## Load packages

In [3]:
import pandas as pd
import numpy as np
import random as rnd

import seaborn as sns
import matplotlib.pyplot as plt
%matplotlib inline

from sklearn.linear_model import LogisticRegression
from sklearn.svm import SVC, LinearSVC
from sklearn.ensemble import RandomForestClassifier
from sklearn.neighbors import KNeighborsClassifier
from sklearn.naive_bayes import GaussianNB
from sklearn.linear_model import Perceptron
from sklearn.linear_model import SGDClassifier
from sklearn.tree import DecisionTreeClassifier

## Load input data

In [5]:
train_df = pd.read_csv('../data/train.csv')
test_df = pd.read_csv('../data/test.csv')
combine = [train_df, test_df]

## Add new columns
1. from column ['Name'] extract title (e.g. Mr, Ms, ...) <br>
2. create new column ['Family'] by adding siblings/spouses and parents on board

In [7]:
for dataset in combine:
    dataset['Title'] = dataset.Name.str.extract(' ([A-Za-z]+)\.', expand=False)
    dataset['Family'] = dataset['SibSp']+dataset['Parch']

## Drop unwanted columns from train and test dataframes

In [9]:
train_df = train_df.drop(['Name', 'PassengerId', 'SibSp','Parch','Ticket','Cabin'], axis=1)
test_df = test_df.drop(['Name', 'SibSp','Parch','Ticket','Cabin'], axis=1)
combine = [train_df, test_df]

In [10]:
train_df.head()

Unnamed: 0,Survived,Pclass,Sex,Age,Fare,Embarked,Title,Family
0,0,3,male,22.0,7.25,S,Mr,1
1,1,1,female,38.0,71.2833,C,Mrs,1
2,1,3,female,26.0,7.925,S,Miss,0
3,1,1,female,35.0,53.1,S,Mrs,1
4,0,3,male,35.0,8.05,S,Mr,0


## Modify columns
### Modify column ['Title'] so that:
* least common titles are grouped in catgory 'Rare'
* duplicate titles (e.g. Mlle and Miss) are merged 

In [29]:
for dataset in combine:
    dataset['Title'] = dataset['Title'].replace(['Lady', 'Countess','Capt', 'Col','Don', 'Dr', 'Major', 'Rev', 'Sir', 'Jonkheer', 'Dona'], 'Rare')

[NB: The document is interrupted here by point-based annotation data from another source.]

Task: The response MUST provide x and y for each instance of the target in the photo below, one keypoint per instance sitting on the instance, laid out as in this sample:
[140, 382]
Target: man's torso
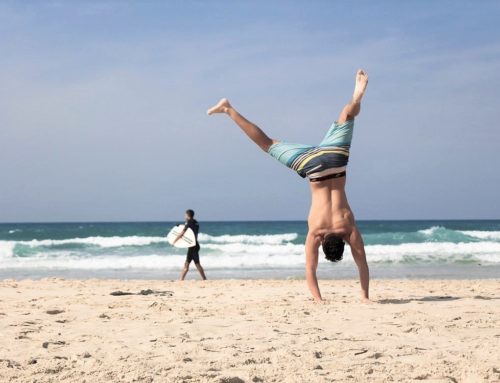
[330, 210]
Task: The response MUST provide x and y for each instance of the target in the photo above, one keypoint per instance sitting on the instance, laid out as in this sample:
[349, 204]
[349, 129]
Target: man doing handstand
[331, 221]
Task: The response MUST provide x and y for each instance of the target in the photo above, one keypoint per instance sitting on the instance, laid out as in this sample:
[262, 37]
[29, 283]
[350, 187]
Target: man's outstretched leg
[352, 109]
[251, 130]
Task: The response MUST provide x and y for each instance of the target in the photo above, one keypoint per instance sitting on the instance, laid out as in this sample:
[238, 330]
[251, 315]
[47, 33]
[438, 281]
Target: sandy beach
[56, 330]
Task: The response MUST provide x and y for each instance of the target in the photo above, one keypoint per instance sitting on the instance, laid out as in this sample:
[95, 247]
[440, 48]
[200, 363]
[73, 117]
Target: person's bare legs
[251, 130]
[352, 109]
[184, 271]
[201, 271]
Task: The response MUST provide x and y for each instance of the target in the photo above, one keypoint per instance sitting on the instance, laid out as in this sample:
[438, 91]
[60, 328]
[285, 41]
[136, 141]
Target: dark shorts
[193, 254]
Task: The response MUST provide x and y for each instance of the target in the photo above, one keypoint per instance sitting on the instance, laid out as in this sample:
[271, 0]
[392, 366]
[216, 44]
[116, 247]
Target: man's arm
[358, 253]
[180, 235]
[312, 245]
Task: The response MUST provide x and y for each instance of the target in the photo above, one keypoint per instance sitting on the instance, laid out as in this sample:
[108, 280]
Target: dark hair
[333, 247]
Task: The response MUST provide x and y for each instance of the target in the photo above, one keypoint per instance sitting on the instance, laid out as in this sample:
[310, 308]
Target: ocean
[138, 250]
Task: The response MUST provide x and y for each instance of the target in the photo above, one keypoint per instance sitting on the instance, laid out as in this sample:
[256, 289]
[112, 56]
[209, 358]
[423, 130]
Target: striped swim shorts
[330, 157]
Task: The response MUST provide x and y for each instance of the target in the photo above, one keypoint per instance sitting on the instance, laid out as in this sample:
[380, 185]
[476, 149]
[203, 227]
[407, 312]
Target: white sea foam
[253, 256]
[494, 235]
[7, 249]
[430, 231]
[105, 242]
[108, 242]
[268, 239]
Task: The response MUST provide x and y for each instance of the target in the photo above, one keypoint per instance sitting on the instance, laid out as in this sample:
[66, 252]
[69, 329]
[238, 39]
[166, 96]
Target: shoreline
[69, 330]
[326, 271]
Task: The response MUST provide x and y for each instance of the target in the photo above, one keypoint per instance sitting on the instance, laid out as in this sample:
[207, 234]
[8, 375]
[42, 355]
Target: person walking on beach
[193, 253]
[331, 221]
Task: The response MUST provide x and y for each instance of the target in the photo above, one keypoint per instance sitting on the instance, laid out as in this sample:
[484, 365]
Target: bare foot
[361, 84]
[222, 107]
[367, 301]
[320, 301]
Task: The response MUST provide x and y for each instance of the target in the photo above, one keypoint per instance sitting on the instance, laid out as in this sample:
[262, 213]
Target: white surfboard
[187, 240]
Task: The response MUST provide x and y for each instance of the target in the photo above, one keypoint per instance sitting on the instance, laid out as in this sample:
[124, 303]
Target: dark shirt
[193, 225]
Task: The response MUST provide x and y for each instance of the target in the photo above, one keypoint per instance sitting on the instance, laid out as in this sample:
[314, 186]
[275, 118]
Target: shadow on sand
[433, 298]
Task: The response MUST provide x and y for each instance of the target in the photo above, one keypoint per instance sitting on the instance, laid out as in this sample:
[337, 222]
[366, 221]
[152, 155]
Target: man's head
[333, 247]
[189, 214]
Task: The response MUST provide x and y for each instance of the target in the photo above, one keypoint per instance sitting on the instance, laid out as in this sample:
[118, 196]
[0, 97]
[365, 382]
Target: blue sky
[102, 107]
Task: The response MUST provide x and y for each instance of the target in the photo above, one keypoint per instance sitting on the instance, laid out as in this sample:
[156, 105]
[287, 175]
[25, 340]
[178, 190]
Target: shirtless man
[331, 221]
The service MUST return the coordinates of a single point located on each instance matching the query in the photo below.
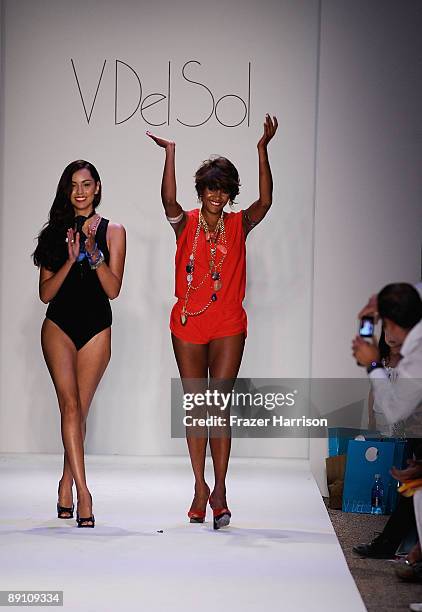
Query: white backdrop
(310, 269)
(189, 54)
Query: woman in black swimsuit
(81, 259)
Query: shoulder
(115, 229)
(116, 234)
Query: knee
(70, 408)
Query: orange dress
(226, 316)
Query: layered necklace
(215, 242)
(79, 222)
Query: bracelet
(98, 263)
(174, 220)
(91, 255)
(94, 264)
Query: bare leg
(61, 358)
(192, 363)
(225, 356)
(91, 363)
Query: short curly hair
(217, 173)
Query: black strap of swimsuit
(79, 223)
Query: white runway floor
(279, 553)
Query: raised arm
(174, 212)
(257, 211)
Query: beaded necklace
(217, 242)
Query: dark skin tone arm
(172, 207)
(257, 211)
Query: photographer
(400, 308)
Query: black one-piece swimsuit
(81, 308)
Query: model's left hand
(270, 128)
(90, 242)
(364, 352)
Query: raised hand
(270, 128)
(73, 245)
(162, 142)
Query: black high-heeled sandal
(83, 522)
(221, 517)
(63, 510)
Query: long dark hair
(401, 303)
(51, 251)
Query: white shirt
(402, 399)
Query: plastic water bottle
(377, 496)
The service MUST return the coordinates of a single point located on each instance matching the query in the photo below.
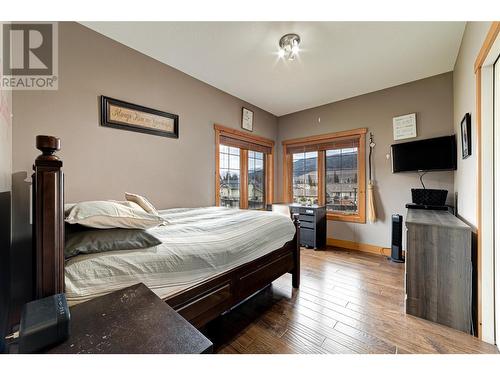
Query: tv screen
(434, 154)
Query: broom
(372, 214)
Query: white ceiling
(338, 60)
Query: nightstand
(131, 320)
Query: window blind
(331, 144)
(244, 145)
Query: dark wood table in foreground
(131, 320)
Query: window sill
(347, 218)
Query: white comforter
(196, 244)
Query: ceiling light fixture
(289, 46)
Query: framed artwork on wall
(247, 119)
(465, 130)
(127, 116)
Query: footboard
(209, 299)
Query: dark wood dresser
(439, 268)
(129, 321)
(312, 225)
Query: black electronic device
(44, 322)
(433, 154)
(312, 225)
(429, 197)
(397, 239)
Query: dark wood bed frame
(198, 304)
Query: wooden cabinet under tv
(439, 268)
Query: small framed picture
(247, 119)
(466, 136)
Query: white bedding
(196, 244)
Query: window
(305, 177)
(342, 180)
(229, 176)
(256, 180)
(244, 169)
(327, 170)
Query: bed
(209, 260)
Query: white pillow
(110, 214)
(141, 201)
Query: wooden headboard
(48, 218)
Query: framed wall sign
(404, 126)
(465, 130)
(127, 116)
(247, 119)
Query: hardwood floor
(348, 302)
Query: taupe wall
(464, 98)
(430, 98)
(103, 163)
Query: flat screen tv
(433, 154)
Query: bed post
(296, 253)
(48, 218)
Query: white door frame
(489, 172)
(496, 252)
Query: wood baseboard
(351, 245)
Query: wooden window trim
(321, 139)
(223, 131)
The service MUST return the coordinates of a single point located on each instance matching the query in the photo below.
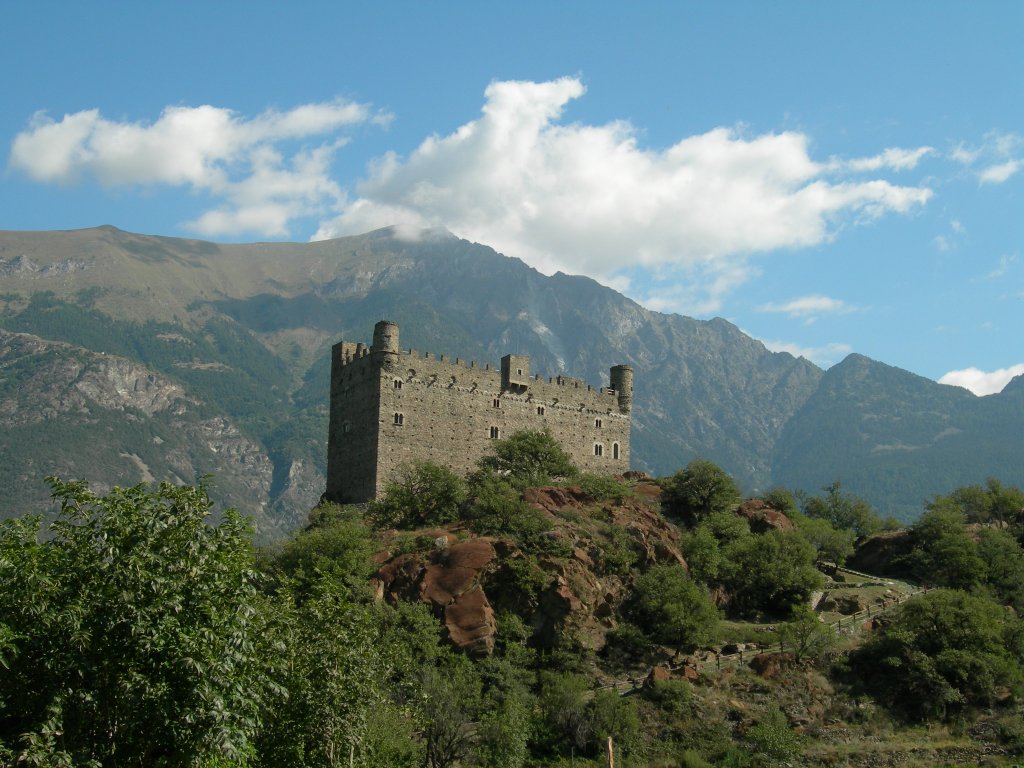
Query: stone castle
(391, 407)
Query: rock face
(577, 594)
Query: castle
(391, 407)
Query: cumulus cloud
(808, 307)
(825, 355)
(590, 199)
(896, 159)
(996, 174)
(982, 382)
(207, 148)
(999, 157)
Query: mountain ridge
(246, 329)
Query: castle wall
(402, 407)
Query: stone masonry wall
(403, 407)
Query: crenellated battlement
(390, 407)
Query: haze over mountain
(126, 357)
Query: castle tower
(622, 382)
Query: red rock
(470, 623)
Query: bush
(529, 458)
(422, 494)
(942, 653)
(697, 491)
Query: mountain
(242, 333)
(897, 438)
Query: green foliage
(697, 491)
(830, 544)
(422, 494)
(529, 458)
(942, 653)
(770, 573)
(806, 636)
(943, 553)
(496, 508)
(331, 670)
(673, 608)
(336, 544)
(137, 631)
(844, 511)
(772, 738)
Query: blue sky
(833, 178)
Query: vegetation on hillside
(138, 631)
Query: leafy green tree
(699, 489)
(941, 653)
(137, 631)
(771, 572)
(830, 544)
(844, 511)
(337, 544)
(1004, 560)
(332, 670)
(529, 458)
(673, 608)
(943, 553)
(422, 494)
(806, 636)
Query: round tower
(622, 382)
(386, 337)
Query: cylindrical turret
(386, 337)
(622, 382)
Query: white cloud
(208, 148)
(981, 382)
(825, 355)
(590, 199)
(807, 306)
(999, 154)
(996, 174)
(896, 159)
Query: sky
(829, 177)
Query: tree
(699, 489)
(673, 608)
(943, 553)
(770, 572)
(805, 635)
(830, 545)
(844, 511)
(422, 494)
(943, 652)
(529, 458)
(137, 631)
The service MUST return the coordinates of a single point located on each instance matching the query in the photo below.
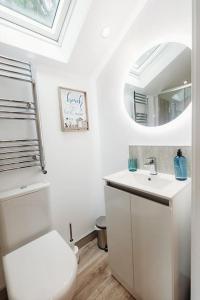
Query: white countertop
(160, 185)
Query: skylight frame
(136, 72)
(25, 24)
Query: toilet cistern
(151, 161)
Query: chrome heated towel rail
(20, 153)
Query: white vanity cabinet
(119, 235)
(149, 243)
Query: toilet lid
(41, 270)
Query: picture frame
(73, 109)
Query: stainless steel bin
(101, 233)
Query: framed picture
(73, 109)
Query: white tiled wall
(164, 156)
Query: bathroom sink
(161, 185)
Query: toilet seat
(44, 269)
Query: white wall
(158, 22)
(73, 159)
(195, 287)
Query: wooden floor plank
(94, 280)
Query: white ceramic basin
(162, 185)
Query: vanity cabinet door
(118, 218)
(152, 249)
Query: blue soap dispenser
(180, 166)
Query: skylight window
(42, 11)
(45, 17)
(146, 59)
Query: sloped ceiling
(88, 51)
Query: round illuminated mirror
(158, 86)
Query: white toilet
(38, 263)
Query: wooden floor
(94, 280)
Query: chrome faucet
(151, 161)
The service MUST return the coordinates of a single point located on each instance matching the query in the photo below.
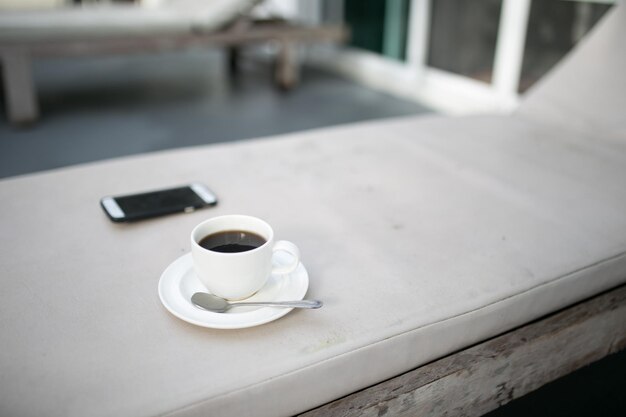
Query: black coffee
(231, 241)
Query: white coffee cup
(238, 275)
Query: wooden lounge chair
(126, 29)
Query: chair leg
(233, 53)
(287, 69)
(19, 87)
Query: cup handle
(286, 246)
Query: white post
(417, 41)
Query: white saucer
(179, 282)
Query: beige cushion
(120, 20)
(421, 235)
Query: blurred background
(401, 58)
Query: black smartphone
(132, 207)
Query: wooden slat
(19, 89)
(174, 41)
(477, 380)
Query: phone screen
(172, 200)
(157, 203)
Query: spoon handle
(289, 304)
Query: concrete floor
(107, 107)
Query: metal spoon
(219, 305)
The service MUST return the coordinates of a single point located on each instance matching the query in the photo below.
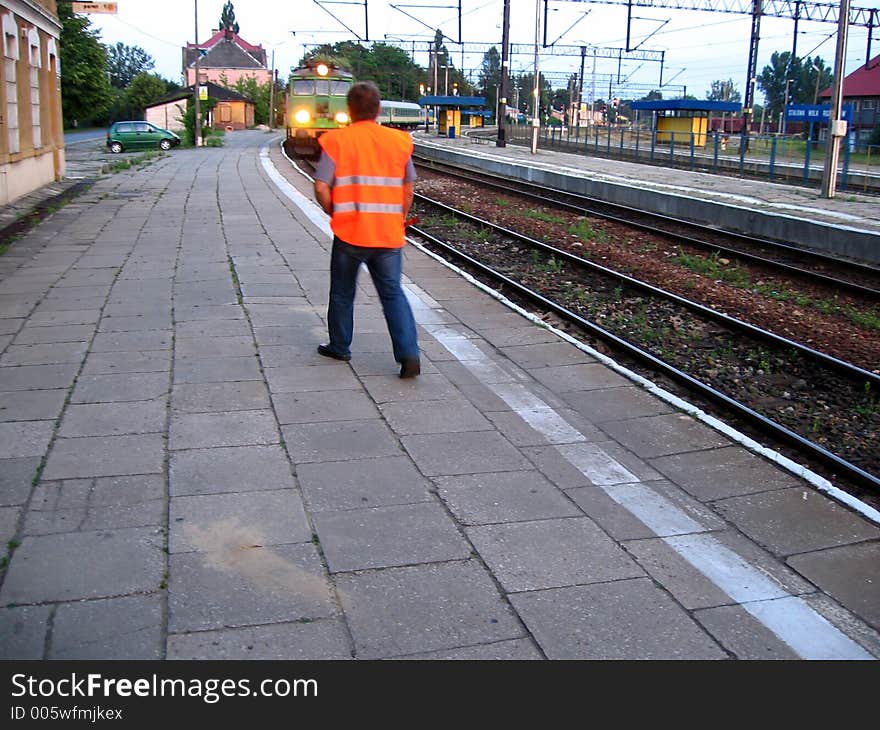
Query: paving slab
(23, 632)
(236, 428)
(323, 639)
(130, 628)
(40, 335)
(527, 556)
(19, 439)
(667, 510)
(227, 584)
(114, 419)
(374, 482)
(621, 620)
(51, 567)
(515, 496)
(795, 520)
(17, 479)
(383, 537)
(269, 517)
(108, 503)
(98, 456)
(31, 405)
(328, 405)
(400, 611)
(471, 452)
(301, 378)
(654, 436)
(850, 574)
(614, 404)
(511, 650)
(339, 441)
(120, 387)
(444, 416)
(235, 469)
(37, 377)
(246, 395)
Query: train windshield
(321, 87)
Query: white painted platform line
(806, 632)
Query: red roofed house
(226, 59)
(861, 90)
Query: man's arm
(324, 197)
(407, 198)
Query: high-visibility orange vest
(367, 190)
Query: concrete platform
(846, 225)
(182, 476)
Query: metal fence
(770, 157)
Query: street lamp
(785, 105)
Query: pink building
(226, 59)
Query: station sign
(813, 113)
(81, 8)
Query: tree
(389, 67)
(723, 91)
(490, 77)
(144, 90)
(227, 18)
(125, 62)
(805, 78)
(85, 90)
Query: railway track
(760, 388)
(851, 276)
(791, 392)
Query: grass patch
(583, 230)
(540, 215)
(714, 267)
(870, 320)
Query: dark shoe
(327, 352)
(410, 367)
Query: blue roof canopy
(453, 101)
(690, 105)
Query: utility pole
(836, 123)
(197, 131)
(536, 118)
(501, 112)
(272, 93)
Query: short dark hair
(363, 101)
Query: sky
(698, 47)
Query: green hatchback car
(139, 135)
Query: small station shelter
(453, 111)
(681, 120)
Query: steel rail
(834, 363)
(762, 422)
(495, 183)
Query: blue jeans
(385, 266)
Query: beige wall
(26, 25)
(168, 116)
(228, 76)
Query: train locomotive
(316, 103)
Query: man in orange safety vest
(364, 181)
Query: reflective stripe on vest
(384, 182)
(367, 208)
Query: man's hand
(324, 196)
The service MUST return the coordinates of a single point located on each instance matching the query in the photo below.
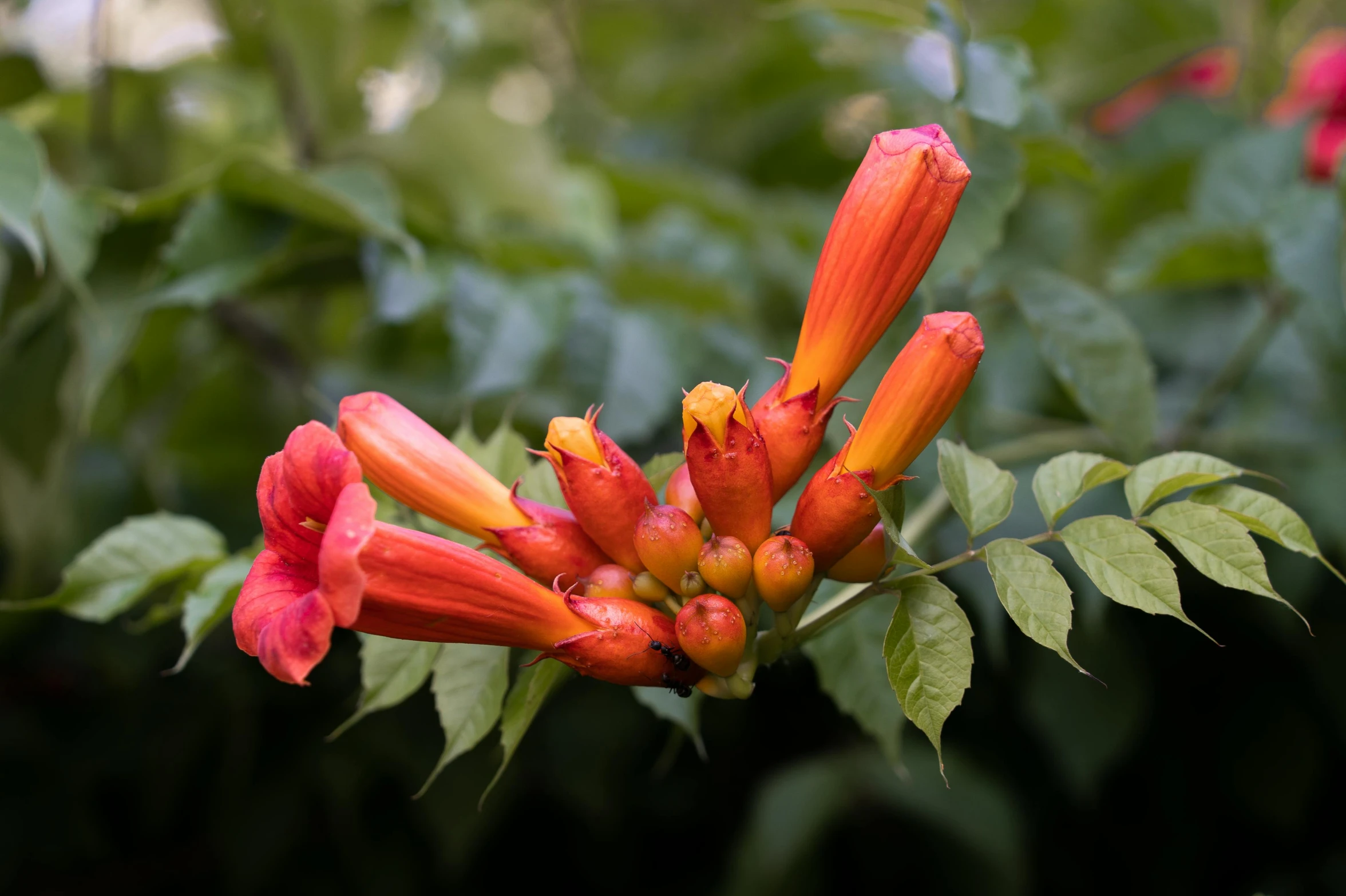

    dataset['Title'] = dataset['Title'].replace('Mlle', 'Miss')
    dataset['Title'] = dataset['Title'].replace('Ms', 'Miss')
    dataset['Title'] = dataset['Title'].replace('Mme', 'Mrs')

### Modify column ['Embarked'] so that:
* the embarkation ports are marked as C = Cherbourg, Q = Queenstown, S = Southampton
* NaN are filled with the most represented category (S = Southampton)

### Modify column ['Sex'] so that:
* the categories are marek as 0 = male, 1 = female

In [36]:
train_df.Embarked.unique()

array(['S', 'C', 'Q', nan], dtype=object)

In [37]:
for dataset in combine:
    dataset['Sex'] = dataset['Sex'].map( {'female': 1, 'male': 0} ).astype(int)
    dataset['Embarked'] = dataset['Embarked'].fillna('S').map( {'S': 1, 'C': 2, 'Q': 3} ).astype(int)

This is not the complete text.